The parental or family context of the prayer, introduces, or perhaps just amplifies, a vital aspect of our relationship with God. It is a relationship like that of human love, most acutely the love of spouses (if we are lucky) or parent and child. We cannot hide our thoughts from those we truly love; we have to say sorry when we have hurt the relationship; we cannot repress voicing our anxieties and acknowledging our reliance (as we in turn offer support). There is an inevitability and a necessity in this intercourse, and I think it is the same necessity and inevitability that characterises our relationship with God, expressed in prayer. On might even say that God is simply the being to whom we must pray; prayer defines  God as God defines prayer.


That is perhaps why the Lord’s prayer is not an exclusively Christian prayer. I gave much offensive pointing this out to an evangelical colleague, now ordinand. We were discussing the content of our firm’s Carol Service, which I aim to make as inclusive as possible, and there is surely nothing more inclusive that the Lord’s Prayer which can be prayed with a clear conscience by a Muslim and a Jew, and, I believe, most other religions. That is because it expresses the essence of what faith and religion are about.

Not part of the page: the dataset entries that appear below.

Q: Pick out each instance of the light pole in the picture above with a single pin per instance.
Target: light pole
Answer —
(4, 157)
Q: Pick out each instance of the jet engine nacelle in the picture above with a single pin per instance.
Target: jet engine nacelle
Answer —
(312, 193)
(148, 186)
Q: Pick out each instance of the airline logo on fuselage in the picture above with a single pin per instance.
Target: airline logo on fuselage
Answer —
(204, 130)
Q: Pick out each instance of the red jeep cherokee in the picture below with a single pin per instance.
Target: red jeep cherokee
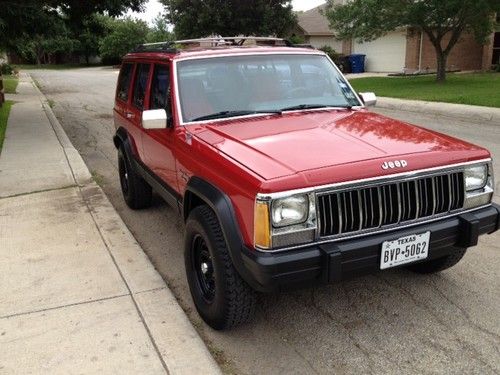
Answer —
(282, 175)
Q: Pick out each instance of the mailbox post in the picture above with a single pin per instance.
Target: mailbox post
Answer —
(2, 96)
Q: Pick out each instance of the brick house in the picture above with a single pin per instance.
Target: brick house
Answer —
(400, 50)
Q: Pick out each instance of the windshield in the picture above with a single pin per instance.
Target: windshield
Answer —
(237, 85)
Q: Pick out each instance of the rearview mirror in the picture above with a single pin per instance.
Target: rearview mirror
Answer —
(154, 119)
(369, 98)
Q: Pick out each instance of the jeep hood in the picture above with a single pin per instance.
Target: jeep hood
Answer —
(277, 146)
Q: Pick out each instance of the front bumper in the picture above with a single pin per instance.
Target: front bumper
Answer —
(335, 261)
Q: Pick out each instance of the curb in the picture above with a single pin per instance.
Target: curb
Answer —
(458, 111)
(178, 344)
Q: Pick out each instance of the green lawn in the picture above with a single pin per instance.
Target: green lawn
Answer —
(4, 115)
(10, 84)
(476, 88)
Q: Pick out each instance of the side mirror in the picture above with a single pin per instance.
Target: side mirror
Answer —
(369, 98)
(155, 119)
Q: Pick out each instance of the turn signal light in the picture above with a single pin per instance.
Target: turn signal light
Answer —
(262, 229)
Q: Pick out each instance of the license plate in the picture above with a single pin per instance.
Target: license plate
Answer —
(405, 250)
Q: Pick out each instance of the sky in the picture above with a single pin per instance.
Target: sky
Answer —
(153, 8)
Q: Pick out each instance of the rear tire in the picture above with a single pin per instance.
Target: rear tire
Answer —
(223, 299)
(136, 192)
(440, 264)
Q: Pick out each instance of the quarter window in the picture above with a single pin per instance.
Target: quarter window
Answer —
(160, 88)
(141, 82)
(124, 82)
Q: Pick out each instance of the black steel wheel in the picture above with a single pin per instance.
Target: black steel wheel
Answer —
(136, 192)
(204, 268)
(222, 298)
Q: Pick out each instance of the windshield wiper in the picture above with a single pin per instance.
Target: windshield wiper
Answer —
(313, 106)
(227, 114)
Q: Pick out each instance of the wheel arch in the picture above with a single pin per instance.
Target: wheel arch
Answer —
(199, 192)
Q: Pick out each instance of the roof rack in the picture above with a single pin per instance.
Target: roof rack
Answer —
(217, 41)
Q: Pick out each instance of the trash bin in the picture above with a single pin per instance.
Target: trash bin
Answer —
(357, 63)
(345, 65)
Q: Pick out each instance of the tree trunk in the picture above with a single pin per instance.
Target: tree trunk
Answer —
(442, 58)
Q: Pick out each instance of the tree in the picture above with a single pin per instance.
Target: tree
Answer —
(443, 21)
(159, 32)
(194, 19)
(125, 35)
(19, 18)
(89, 35)
(45, 33)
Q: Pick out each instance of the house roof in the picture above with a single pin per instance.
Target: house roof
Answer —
(315, 23)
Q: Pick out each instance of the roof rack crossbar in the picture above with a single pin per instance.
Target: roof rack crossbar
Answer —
(217, 41)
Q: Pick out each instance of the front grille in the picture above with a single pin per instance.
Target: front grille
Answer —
(373, 207)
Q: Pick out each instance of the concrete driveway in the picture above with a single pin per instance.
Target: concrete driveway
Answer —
(390, 323)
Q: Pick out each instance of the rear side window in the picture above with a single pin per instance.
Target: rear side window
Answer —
(124, 82)
(160, 88)
(141, 82)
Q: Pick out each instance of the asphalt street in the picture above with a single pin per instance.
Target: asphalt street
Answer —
(390, 323)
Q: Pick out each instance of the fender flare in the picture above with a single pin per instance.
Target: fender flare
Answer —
(220, 203)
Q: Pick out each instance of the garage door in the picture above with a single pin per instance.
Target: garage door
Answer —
(386, 54)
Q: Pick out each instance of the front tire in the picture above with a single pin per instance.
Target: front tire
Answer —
(222, 298)
(136, 192)
(440, 264)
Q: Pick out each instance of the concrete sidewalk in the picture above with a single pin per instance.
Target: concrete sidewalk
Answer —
(459, 111)
(77, 293)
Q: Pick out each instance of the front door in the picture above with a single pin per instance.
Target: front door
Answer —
(158, 143)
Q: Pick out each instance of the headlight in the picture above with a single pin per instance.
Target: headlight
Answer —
(289, 211)
(478, 185)
(476, 177)
(283, 221)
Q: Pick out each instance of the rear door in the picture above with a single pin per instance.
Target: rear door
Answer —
(123, 95)
(159, 143)
(138, 104)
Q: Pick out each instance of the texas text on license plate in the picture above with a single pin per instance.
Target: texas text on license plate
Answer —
(405, 250)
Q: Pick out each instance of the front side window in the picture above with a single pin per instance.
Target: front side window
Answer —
(160, 88)
(259, 83)
(141, 82)
(124, 82)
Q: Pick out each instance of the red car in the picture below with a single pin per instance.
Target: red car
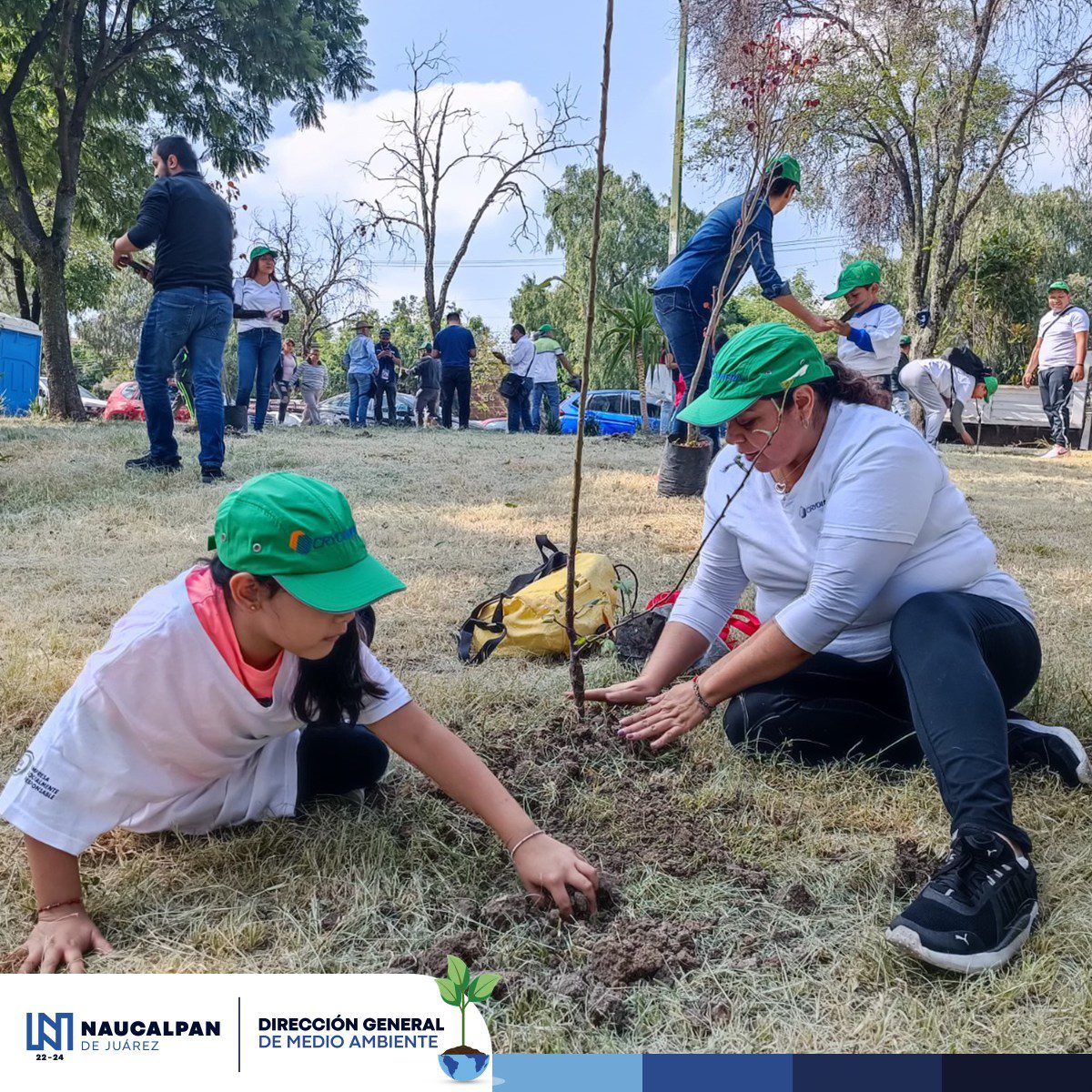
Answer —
(125, 403)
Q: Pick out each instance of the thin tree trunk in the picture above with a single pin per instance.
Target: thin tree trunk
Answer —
(576, 667)
(56, 344)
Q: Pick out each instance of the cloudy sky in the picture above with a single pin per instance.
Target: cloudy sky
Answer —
(508, 58)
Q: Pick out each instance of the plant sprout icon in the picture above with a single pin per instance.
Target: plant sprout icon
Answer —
(461, 991)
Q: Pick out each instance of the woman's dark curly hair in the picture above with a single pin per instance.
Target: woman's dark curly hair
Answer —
(330, 691)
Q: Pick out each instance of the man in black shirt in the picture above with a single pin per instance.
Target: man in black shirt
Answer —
(387, 378)
(191, 306)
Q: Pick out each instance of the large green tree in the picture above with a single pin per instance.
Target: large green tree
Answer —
(632, 250)
(921, 110)
(81, 79)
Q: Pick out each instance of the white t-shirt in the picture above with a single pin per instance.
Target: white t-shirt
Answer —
(157, 733)
(544, 369)
(1059, 338)
(874, 521)
(884, 327)
(954, 383)
(251, 296)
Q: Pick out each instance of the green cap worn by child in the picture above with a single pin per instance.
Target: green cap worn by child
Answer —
(763, 359)
(300, 531)
(855, 276)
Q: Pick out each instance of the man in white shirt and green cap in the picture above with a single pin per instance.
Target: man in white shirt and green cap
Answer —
(1058, 358)
(871, 331)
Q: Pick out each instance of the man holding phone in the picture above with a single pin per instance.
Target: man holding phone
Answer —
(191, 305)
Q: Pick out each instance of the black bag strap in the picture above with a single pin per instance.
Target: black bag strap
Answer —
(552, 560)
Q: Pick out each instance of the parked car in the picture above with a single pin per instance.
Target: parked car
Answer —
(334, 410)
(126, 403)
(92, 407)
(612, 410)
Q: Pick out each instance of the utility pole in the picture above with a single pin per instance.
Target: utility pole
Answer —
(676, 206)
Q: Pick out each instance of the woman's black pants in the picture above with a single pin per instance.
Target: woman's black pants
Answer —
(958, 664)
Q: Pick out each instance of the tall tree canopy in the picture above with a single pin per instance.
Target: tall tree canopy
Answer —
(81, 82)
(922, 107)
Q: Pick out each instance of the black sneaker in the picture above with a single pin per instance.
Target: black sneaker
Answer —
(1048, 747)
(976, 912)
(148, 462)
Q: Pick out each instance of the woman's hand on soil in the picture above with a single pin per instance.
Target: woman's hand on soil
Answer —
(549, 867)
(63, 942)
(634, 693)
(667, 716)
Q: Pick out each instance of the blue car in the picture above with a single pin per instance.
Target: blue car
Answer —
(612, 410)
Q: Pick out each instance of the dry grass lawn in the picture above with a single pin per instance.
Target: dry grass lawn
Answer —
(749, 898)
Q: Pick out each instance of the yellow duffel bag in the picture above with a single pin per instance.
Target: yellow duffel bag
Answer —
(529, 615)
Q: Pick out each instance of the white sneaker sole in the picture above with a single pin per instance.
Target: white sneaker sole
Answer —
(906, 939)
(1084, 767)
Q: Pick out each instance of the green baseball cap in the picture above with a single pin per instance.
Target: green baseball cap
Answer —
(301, 532)
(759, 360)
(790, 168)
(855, 276)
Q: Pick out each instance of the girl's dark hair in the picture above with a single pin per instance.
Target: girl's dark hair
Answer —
(180, 148)
(252, 268)
(845, 386)
(332, 689)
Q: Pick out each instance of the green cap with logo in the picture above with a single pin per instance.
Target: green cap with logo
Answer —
(855, 276)
(763, 359)
(301, 532)
(790, 168)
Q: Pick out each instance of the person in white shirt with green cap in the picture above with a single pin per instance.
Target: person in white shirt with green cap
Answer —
(868, 337)
(1058, 358)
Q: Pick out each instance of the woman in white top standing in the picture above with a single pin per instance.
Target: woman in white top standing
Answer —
(261, 306)
(947, 382)
(888, 632)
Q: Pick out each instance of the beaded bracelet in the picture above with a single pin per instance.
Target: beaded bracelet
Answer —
(527, 838)
(702, 702)
(57, 905)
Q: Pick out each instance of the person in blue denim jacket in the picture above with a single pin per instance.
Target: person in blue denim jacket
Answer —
(682, 296)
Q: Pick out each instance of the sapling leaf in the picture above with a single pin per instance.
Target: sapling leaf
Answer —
(483, 986)
(458, 972)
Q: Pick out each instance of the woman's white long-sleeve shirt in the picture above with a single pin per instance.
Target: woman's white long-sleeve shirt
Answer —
(874, 521)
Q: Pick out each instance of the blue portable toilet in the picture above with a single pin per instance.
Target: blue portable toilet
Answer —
(20, 364)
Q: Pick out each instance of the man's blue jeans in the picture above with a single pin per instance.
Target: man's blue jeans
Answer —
(359, 396)
(683, 326)
(197, 319)
(552, 394)
(519, 408)
(259, 352)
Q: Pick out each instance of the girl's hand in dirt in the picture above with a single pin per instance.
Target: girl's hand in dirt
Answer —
(667, 716)
(634, 693)
(63, 942)
(549, 867)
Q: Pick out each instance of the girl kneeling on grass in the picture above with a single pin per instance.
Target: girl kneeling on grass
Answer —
(888, 632)
(238, 692)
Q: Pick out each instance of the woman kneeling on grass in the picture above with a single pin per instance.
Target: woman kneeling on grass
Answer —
(234, 693)
(888, 629)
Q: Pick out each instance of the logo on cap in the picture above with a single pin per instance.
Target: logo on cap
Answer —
(300, 541)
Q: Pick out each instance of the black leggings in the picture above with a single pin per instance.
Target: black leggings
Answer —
(332, 762)
(958, 663)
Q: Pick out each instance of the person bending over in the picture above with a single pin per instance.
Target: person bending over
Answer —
(888, 631)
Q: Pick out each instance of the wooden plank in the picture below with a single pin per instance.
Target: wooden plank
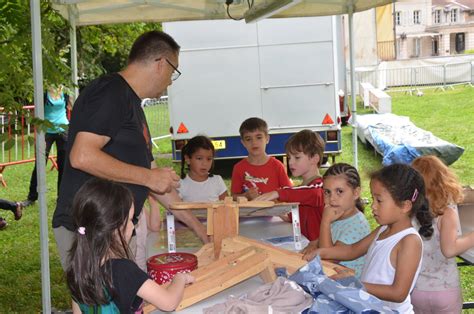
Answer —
(232, 275)
(210, 222)
(292, 261)
(230, 259)
(225, 224)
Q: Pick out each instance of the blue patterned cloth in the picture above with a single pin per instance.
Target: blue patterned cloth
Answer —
(343, 296)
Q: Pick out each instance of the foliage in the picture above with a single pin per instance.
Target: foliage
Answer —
(101, 49)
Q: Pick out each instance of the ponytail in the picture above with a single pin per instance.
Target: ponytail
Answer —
(184, 153)
(405, 183)
(350, 175)
(425, 219)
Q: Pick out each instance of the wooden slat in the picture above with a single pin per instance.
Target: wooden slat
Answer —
(225, 224)
(232, 275)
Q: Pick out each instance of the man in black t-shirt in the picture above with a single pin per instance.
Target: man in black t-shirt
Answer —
(109, 136)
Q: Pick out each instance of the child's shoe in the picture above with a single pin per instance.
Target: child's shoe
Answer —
(19, 211)
(3, 223)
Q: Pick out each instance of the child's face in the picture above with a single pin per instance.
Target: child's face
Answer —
(384, 208)
(255, 142)
(129, 225)
(301, 165)
(339, 194)
(200, 163)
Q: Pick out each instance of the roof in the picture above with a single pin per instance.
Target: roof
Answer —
(91, 12)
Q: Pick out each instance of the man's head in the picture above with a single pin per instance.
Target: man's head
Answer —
(254, 136)
(153, 45)
(154, 56)
(307, 142)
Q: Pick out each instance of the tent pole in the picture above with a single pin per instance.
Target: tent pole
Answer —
(40, 148)
(353, 94)
(73, 39)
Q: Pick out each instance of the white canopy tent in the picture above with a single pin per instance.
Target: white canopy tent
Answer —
(93, 12)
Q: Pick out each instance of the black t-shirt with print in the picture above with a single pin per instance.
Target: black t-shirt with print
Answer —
(107, 106)
(127, 278)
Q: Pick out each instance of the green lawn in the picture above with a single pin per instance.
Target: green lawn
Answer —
(446, 114)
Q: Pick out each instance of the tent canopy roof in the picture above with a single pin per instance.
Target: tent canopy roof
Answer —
(93, 12)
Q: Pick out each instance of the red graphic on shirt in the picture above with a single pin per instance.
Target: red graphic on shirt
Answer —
(146, 135)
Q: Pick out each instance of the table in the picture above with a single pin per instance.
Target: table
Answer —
(253, 227)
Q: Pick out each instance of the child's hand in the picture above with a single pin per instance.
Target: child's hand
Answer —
(285, 217)
(270, 196)
(310, 251)
(187, 278)
(252, 193)
(331, 214)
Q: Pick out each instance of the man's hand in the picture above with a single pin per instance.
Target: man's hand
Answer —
(252, 193)
(270, 196)
(310, 251)
(163, 180)
(331, 214)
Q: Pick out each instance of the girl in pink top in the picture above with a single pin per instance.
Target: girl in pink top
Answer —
(437, 289)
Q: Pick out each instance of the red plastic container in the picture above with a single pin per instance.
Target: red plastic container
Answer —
(163, 267)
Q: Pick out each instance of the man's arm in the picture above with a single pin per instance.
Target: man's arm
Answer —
(185, 216)
(87, 155)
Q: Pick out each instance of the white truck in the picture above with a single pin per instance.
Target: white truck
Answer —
(288, 72)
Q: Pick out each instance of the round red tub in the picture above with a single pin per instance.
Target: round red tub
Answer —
(163, 267)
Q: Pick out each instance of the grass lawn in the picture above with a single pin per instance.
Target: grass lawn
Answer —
(446, 114)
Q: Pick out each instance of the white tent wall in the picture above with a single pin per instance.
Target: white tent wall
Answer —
(364, 32)
(92, 12)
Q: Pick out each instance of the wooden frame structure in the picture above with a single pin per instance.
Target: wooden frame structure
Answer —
(230, 259)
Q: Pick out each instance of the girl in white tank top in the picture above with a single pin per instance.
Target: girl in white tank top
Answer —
(393, 250)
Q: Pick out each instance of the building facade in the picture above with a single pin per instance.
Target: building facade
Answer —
(426, 28)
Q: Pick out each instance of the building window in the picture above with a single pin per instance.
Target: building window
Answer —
(454, 15)
(437, 17)
(460, 43)
(398, 18)
(416, 47)
(417, 17)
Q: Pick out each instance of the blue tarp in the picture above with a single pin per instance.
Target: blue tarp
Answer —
(330, 296)
(398, 140)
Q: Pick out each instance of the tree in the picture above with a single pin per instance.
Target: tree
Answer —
(101, 49)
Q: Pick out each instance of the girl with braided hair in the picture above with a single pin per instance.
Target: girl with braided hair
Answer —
(393, 250)
(198, 184)
(343, 220)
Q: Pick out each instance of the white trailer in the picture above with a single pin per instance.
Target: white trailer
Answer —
(286, 71)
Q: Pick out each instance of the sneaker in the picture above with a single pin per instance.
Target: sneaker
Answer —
(19, 210)
(3, 223)
(26, 203)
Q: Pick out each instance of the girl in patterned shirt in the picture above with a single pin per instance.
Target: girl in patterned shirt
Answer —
(343, 219)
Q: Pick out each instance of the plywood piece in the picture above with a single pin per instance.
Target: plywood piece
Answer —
(268, 274)
(241, 200)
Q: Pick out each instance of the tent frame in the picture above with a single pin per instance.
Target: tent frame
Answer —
(73, 14)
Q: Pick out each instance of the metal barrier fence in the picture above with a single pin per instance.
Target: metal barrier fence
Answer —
(16, 145)
(411, 79)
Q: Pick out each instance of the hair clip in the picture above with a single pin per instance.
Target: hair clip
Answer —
(415, 195)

It is, however, not merely talking to God; it expects, or hopes for, a response from God and action on our part; we know that God will help us, but it is we who have to make God’s will be done on earth; it for us to forgive that we may enjoy the freedom of forgiveness; we need our daily bread to nourish us, not just for ourselves but in order to have the strength to do all that is required of us. And impliedly, the prayer asks for guidance- we ask to be shown what God’s will is, that we can bring about its realisation on earth.  If I were dictator of the world, or perhaps just Archbishop of Canterbury and Pope, rolled into one, I would stop the Lord’s prayer where Jesus stops it and leave out the “For thine is the kingdom” stuff; instead I’d impose a compulsory silence of a minute or so, when having talked at God, we would listen to his answer and take his instructions. To him the power and the  glory should indeed be ascribed but meanwhile we are his agents, needing forgiveness, encouragement, guidance, but most of all just needing to get on with the task in hand. Amen.